Identifying Extreme Values
  • Goal: Find the z-value (z^*) that corresponds to a given probability (e.g., the value that separates the smallest 2\%).

  • Method: Look up the desired cumulative area in the body of Appendix Table 2 and find the corresponding z^* value.

  • Example: Finding the Smallest 2\%

    • Find z^ such that P(z < z^) = 0.02.

    • In the table, find the area closest to 0.0200, which is 0.0202, corresponding to z^* = -2.05.

    • Conclusion: Z-values less than -2.05 constitute the smallest 2\% of the standard normal distribution.

  • Example: Finding the Largest 5\%

    • Find z^ such that P(z > z^) = 0.05.

    • Since the table gives left-tail areas, convert to cumulative area: P(z < z^*) = 1 - 0.05 = 0.95.

    • In the table, 0.9500 falls exactly between 0.9495 (z=1.64) and 0.9505 (z=1.65).

    • Use the midpoint: z^* = 1.645.

    • Conclusion: Z-values greater than 1.645 constitute the largest 5\% of the standard normal distribution.
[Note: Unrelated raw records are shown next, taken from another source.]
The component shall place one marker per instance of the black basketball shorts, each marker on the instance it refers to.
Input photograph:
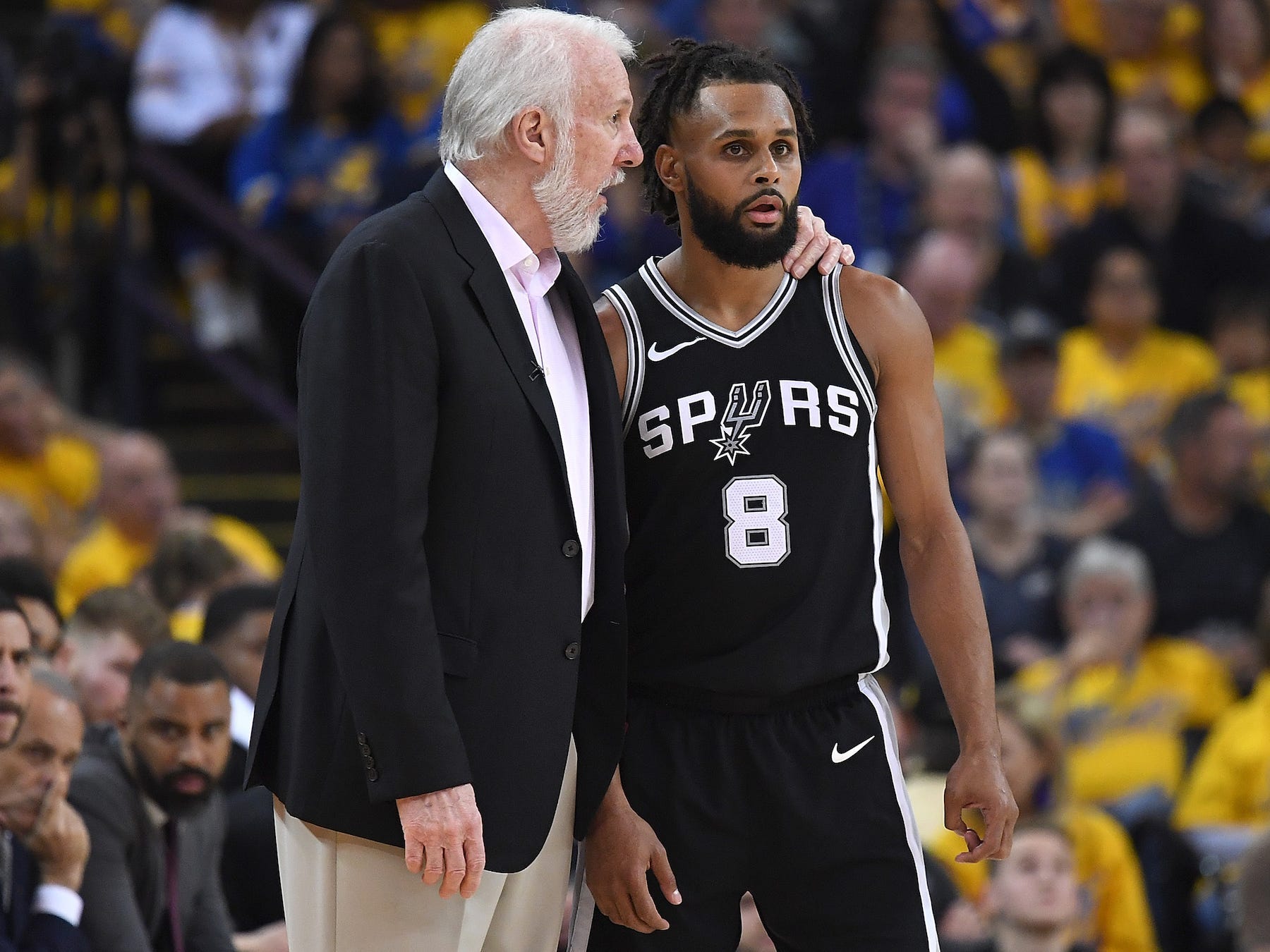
(804, 807)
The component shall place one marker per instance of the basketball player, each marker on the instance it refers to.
(760, 753)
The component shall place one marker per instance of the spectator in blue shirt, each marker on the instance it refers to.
(1084, 470)
(311, 171)
(868, 195)
(317, 169)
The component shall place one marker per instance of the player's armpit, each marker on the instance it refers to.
(615, 336)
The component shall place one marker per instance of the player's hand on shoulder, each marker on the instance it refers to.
(814, 247)
(622, 848)
(977, 782)
(444, 839)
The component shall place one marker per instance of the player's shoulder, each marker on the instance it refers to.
(883, 317)
(610, 320)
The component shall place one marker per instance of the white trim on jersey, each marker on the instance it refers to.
(882, 611)
(732, 338)
(842, 339)
(635, 366)
(870, 690)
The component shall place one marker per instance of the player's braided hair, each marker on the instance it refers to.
(681, 73)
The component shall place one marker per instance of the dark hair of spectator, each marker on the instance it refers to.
(179, 661)
(20, 363)
(1235, 307)
(366, 106)
(25, 578)
(1072, 63)
(1120, 249)
(682, 73)
(9, 604)
(1192, 418)
(229, 607)
(184, 563)
(1217, 112)
(112, 609)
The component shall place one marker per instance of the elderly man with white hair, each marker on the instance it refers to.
(442, 693)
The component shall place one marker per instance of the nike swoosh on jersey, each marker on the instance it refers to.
(838, 758)
(654, 355)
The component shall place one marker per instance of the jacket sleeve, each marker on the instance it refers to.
(368, 417)
(47, 933)
(112, 920)
(210, 928)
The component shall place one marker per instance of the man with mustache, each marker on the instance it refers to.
(444, 685)
(760, 753)
(44, 843)
(149, 796)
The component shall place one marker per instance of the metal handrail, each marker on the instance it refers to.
(136, 292)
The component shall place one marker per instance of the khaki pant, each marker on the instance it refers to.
(346, 894)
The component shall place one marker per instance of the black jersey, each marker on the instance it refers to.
(752, 490)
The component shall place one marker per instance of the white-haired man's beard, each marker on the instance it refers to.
(567, 206)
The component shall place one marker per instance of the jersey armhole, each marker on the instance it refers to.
(844, 339)
(635, 367)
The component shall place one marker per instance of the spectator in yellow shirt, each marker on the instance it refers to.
(55, 475)
(1241, 336)
(103, 642)
(941, 274)
(1113, 904)
(190, 566)
(1123, 704)
(1060, 181)
(1123, 368)
(419, 44)
(1226, 801)
(140, 501)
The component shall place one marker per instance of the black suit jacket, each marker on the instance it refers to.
(25, 931)
(428, 630)
(249, 861)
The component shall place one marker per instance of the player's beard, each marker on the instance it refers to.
(567, 206)
(724, 234)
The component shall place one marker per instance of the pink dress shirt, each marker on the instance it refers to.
(555, 348)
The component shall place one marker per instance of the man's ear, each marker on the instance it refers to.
(670, 169)
(533, 135)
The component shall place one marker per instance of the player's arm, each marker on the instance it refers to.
(622, 850)
(615, 336)
(936, 554)
(813, 247)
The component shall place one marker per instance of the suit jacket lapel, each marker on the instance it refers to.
(489, 287)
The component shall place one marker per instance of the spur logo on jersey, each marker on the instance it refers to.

By symmetry, -1.645 separates the smallest 5\% from others.

Other Normal Distributions
  • Finding Normal Distribution Probabilities (for any \mu and \sigma):

    1. Standardize Interval Endpoints: Convert the x values to z-scores.
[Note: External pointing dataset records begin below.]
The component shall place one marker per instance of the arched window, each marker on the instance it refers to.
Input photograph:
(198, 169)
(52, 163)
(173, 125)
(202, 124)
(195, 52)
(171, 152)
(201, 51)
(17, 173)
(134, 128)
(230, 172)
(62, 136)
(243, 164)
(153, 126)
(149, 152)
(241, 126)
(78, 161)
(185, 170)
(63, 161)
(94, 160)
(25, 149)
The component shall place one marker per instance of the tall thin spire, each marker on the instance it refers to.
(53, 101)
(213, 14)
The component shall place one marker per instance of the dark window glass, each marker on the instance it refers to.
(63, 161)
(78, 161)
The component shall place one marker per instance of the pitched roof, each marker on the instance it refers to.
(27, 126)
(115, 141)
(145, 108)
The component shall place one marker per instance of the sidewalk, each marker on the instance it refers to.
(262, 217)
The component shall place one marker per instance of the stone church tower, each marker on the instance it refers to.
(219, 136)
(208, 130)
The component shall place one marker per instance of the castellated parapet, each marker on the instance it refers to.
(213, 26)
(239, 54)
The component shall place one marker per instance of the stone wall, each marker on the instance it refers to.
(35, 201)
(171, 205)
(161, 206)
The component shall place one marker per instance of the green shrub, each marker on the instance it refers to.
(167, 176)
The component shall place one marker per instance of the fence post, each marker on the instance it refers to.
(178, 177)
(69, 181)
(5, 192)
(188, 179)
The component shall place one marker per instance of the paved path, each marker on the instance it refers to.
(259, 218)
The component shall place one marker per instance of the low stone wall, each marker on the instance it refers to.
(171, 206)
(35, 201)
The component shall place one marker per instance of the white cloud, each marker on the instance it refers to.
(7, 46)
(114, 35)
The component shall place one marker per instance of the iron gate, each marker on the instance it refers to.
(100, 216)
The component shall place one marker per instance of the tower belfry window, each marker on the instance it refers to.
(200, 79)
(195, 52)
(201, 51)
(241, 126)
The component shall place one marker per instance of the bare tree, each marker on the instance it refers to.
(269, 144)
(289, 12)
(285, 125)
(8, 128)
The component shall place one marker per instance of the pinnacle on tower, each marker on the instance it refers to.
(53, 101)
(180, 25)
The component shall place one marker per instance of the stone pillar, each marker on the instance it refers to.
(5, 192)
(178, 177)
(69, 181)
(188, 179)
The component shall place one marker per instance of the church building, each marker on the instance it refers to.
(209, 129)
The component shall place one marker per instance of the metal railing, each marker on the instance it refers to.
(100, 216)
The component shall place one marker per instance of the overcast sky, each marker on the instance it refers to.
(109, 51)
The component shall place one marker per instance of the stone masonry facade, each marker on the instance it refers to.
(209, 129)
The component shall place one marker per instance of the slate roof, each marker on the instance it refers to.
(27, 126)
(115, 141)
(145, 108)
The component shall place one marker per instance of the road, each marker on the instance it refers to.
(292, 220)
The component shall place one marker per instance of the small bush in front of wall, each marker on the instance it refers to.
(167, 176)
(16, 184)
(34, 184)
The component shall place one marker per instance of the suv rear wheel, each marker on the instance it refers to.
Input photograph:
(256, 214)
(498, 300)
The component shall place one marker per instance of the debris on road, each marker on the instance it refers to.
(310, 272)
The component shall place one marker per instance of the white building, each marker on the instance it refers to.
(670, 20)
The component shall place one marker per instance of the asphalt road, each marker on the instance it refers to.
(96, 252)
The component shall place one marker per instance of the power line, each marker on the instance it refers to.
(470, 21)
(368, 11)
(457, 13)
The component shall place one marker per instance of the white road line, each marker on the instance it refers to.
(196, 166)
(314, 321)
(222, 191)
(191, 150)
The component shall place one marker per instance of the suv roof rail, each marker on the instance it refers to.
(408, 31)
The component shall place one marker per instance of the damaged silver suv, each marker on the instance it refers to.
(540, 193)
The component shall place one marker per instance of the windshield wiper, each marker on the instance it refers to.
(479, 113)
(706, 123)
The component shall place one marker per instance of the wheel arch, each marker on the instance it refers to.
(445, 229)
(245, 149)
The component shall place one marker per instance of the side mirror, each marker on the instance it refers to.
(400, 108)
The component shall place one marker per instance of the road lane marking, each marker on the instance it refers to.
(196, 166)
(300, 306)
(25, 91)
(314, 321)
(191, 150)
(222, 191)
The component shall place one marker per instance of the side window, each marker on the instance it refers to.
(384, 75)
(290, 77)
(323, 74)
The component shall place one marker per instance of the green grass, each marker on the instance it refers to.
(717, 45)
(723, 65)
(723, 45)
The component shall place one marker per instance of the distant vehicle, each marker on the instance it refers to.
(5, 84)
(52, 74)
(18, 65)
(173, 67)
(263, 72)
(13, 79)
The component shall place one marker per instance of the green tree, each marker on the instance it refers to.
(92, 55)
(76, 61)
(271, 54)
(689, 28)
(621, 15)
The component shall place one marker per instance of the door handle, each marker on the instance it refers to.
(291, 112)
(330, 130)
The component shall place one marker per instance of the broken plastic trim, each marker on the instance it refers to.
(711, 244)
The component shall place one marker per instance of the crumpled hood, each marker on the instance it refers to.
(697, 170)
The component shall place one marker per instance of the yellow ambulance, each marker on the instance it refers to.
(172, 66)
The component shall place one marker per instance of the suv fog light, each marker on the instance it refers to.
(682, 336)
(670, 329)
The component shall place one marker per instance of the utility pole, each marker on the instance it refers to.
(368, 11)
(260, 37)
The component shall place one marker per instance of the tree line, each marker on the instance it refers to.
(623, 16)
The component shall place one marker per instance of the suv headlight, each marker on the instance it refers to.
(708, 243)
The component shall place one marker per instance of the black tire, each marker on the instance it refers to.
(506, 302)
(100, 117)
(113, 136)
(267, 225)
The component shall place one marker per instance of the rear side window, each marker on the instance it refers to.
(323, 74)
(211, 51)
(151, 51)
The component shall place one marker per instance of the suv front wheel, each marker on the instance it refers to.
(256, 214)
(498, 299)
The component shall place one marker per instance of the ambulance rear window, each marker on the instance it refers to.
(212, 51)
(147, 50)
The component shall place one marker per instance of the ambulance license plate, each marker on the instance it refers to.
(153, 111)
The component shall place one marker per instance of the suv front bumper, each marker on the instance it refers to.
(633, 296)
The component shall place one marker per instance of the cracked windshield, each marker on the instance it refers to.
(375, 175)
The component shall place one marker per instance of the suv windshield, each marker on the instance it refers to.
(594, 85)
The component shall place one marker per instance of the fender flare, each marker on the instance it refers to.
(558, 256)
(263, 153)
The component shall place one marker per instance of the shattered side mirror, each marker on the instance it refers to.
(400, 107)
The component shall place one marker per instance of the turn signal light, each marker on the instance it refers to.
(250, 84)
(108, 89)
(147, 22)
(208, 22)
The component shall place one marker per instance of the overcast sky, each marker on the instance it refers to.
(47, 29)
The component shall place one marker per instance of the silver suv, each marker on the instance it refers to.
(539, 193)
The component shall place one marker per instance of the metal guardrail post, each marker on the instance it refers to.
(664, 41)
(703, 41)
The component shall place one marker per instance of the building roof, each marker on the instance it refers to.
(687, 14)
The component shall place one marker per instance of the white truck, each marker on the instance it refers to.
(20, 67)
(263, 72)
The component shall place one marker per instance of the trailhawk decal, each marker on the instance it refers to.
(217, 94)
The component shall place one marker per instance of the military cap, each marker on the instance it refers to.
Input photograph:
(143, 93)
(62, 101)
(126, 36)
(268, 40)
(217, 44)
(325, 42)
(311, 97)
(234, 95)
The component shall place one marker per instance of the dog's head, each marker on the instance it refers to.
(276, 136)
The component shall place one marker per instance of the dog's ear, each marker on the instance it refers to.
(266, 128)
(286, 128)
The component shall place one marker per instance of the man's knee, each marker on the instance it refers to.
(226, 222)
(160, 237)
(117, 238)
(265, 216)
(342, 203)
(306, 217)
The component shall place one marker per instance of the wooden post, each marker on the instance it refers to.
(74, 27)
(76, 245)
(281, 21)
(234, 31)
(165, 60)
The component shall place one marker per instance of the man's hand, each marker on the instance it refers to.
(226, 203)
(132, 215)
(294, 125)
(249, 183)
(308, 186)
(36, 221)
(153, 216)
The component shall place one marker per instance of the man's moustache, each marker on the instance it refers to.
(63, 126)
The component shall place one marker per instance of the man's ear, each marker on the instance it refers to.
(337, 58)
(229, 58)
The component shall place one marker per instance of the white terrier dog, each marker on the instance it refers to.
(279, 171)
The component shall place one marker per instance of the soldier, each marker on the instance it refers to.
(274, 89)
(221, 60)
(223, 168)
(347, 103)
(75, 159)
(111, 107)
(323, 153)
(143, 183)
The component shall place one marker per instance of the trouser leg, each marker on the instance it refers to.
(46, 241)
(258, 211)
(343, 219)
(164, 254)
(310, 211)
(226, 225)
      • z = \frac{x - \mu}{\sigma}

    2. Use z-curve Areas: Use technology or the standard normal table to find probabilities for the z-scores.

      • P(x < b) = P(z < b^*)

      • P(x > a) = P(z > a^*)

      • P(a < x < b) = P(a^* < z < b^*)

  • Example: Newborn Birth Weights

    • Random Variable: X = birth weight (grams).

    • Given: Normal distribution with \mu = 3500 grams, \sigma = 600 grams.

    • Question 1: Proportion of birth weights between 2900 and 4700 grams? (P(2900 < X < 4700))

      • Standardize x=2900: z_1 = \frac{2900 - 3500}{600} = \frac{-600}{600} = -1.00

      • Standardize x=4700: z_2 = \frac{4700 - 3500}{600} = \frac{1200}{600} = 2.00

      • P(2900 < X < 4700) = P(-1.00 < z < 2.00)

      • = P(z < 2.00) - P(z < -1.00) = 0.9772 - 0.1587 = 0.8185

      • Conclusion: About 82\% of birth weights are between 2900 and 4700 grams.

    • Question 2: Probability that a randomly selected baby has a birth weight greater than 4500 grams? (P(X > 4500))

      • Standardize x=4500: z = \frac{4500 - 3500}{600} = \frac{1000}{600} \approx 1.67

      • P(X > 4500) = P(z > 1.67)

      • = 1 - P(z < 1.67) = 1 - 0.9525 = 0.0475

Describing Extreme Values in a Normal Distribution
  • Goal: Find the x^* value that separates a given percentage of extreme values.

  • Method: First find the corresponding z^ value using the standard normal table, then translate it back to an x^ value.

    • Conversion Formula: x^* = \mu + z^*\sigma

  • Example: Garbage Truck Processing Times

    • Random Variable: X = total processing time (minutes).

    • Given: Normal distribution with \mu = 13 minutes, \sigma = 3.9 minutes.

    • Question 1: Describe the 10\% of trucks with the longest processing times.

      • This corresponds to finding x^ such that P(X > x^) = 0.10.

      • First, find z^: P(z > z^) = 0.10 \implies P(z < z^*) = 0.90.

      • From table, the closest z^* for cumulative area 0.90 is 1.28.

      • Convert to x^1: x^* = \mu + z^*\sigma = 13 + 1.28(3.9) = 13 + 4.992 = 17.992 minutes.

      • Conclusion: About 10\% of trucks have processing times longer than 17.992 minutes.

    • Question 2: Describe the 5\% of trucks with the fastest processing times.

      • This corresponds to finding x^ such that P(X < x^) = 0.05.

      • First, find z^: From table, the closest z^ for cumulative area 0.05 is -1.645.

      • Convert to x^: x^ = \mu + z^*\sigma = 13 + (-1.645)(3.9) = 13 - 6.416 = 6.584 minutes.

      • Conclusion: About 5\% of trucks have processing times less than 6.584 minutes.